張麗善・雲林県長(国民党)は15日、ガス爆発などの安全面のリスクから、麦寮郷へのLNG受け入れ基地建設に反対の立場を示した(15日=中央社)
王経済部長の説明によれば、蔡英文総統が先ごろ、中華民国全国工業総会(工総、CNFI)理事長を務める台塑集団(台湾プラスチックグループ)の王文淵総裁との間で話し合ったのは、既存の麦寮発電所へのガス火力発電所建設などに関することであり、桃園市内の第3LNG受け入れ基地とは無関係だったという。

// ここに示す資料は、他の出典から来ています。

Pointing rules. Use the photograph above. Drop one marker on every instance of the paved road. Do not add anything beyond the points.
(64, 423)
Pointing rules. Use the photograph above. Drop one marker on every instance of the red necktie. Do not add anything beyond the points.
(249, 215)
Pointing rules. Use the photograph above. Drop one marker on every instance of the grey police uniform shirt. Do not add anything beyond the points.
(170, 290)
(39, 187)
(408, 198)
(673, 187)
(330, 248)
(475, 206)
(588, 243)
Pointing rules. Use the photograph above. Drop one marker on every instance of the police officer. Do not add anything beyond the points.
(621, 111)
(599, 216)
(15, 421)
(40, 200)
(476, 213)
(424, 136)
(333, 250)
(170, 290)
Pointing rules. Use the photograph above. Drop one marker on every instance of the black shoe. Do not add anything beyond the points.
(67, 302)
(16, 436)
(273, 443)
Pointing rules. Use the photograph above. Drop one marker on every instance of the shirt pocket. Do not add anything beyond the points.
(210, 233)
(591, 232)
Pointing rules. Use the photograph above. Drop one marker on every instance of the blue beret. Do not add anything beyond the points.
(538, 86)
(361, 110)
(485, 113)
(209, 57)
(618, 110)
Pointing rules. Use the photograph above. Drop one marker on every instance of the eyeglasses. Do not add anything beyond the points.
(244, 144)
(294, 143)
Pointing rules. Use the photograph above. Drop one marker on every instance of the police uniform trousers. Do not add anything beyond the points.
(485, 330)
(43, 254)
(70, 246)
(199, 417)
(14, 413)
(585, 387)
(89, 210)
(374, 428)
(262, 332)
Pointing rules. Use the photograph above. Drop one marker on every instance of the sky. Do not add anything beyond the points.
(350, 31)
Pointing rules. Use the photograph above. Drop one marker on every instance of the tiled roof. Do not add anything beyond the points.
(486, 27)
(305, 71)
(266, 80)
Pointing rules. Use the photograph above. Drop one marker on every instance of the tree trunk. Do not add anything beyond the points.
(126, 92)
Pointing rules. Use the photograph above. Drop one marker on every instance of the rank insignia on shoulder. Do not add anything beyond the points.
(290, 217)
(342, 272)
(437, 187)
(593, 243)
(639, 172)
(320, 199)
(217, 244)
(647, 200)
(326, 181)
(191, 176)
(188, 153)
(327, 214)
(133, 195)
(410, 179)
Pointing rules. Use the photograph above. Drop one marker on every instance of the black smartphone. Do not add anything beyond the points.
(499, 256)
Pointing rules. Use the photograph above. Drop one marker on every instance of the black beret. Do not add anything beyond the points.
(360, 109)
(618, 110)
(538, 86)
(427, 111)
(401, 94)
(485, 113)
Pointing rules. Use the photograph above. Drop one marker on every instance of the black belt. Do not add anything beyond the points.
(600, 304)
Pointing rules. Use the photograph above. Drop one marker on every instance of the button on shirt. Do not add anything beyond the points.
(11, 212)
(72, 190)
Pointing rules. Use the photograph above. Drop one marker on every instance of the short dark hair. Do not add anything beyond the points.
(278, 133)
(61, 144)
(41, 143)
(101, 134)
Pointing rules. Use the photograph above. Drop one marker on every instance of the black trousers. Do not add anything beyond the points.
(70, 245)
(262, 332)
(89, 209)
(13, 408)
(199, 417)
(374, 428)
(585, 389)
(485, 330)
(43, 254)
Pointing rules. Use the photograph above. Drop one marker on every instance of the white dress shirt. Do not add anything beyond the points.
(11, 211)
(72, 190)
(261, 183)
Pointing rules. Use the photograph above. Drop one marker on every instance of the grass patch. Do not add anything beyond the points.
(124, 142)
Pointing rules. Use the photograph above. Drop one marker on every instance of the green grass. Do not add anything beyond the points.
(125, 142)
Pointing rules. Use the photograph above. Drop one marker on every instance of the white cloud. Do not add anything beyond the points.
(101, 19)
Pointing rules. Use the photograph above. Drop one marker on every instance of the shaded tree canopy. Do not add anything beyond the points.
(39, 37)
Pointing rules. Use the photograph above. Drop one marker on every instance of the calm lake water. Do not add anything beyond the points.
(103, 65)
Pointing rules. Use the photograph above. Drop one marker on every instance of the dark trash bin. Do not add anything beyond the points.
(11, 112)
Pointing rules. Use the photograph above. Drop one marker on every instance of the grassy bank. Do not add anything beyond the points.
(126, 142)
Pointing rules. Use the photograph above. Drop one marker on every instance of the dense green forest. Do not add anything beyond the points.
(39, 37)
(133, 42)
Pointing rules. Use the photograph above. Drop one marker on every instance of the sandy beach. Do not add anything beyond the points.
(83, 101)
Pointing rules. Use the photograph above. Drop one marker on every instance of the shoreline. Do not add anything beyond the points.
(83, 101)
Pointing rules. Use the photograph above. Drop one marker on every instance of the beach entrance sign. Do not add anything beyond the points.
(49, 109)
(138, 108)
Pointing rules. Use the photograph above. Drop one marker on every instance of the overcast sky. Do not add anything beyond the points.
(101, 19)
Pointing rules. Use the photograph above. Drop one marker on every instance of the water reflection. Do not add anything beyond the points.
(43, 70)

王経済部長は、麦寮発電所へのガス火力発電所建設についても、事業化調査や環境影響評価(環境アセスメント)の通過が必要となる上、LNG受け入れ基地やガス貯蔵槽の設置には地方自治体の同意を得なければならず、最速でも6年以上かかるとの認識を示した。その上で、仮に麦寮から台湾電力(台電、TPC)の大潭ガス火力発電所(桃園市観音区)までガスパイプラインを引くとしても、距離が180キロメートルもあり、施工には時間がかかるため、現実的ではないとの立場を示した。
一方で、TPCは大潭発電所のガス火力発電設備が来年から稼働を開始するとしており、ガス供給をそれに間に合わせる必要がある。スケジュールに基づけば、第3LNG受け入れ基地を予定通り建設すること以外に選択肢はないことになる。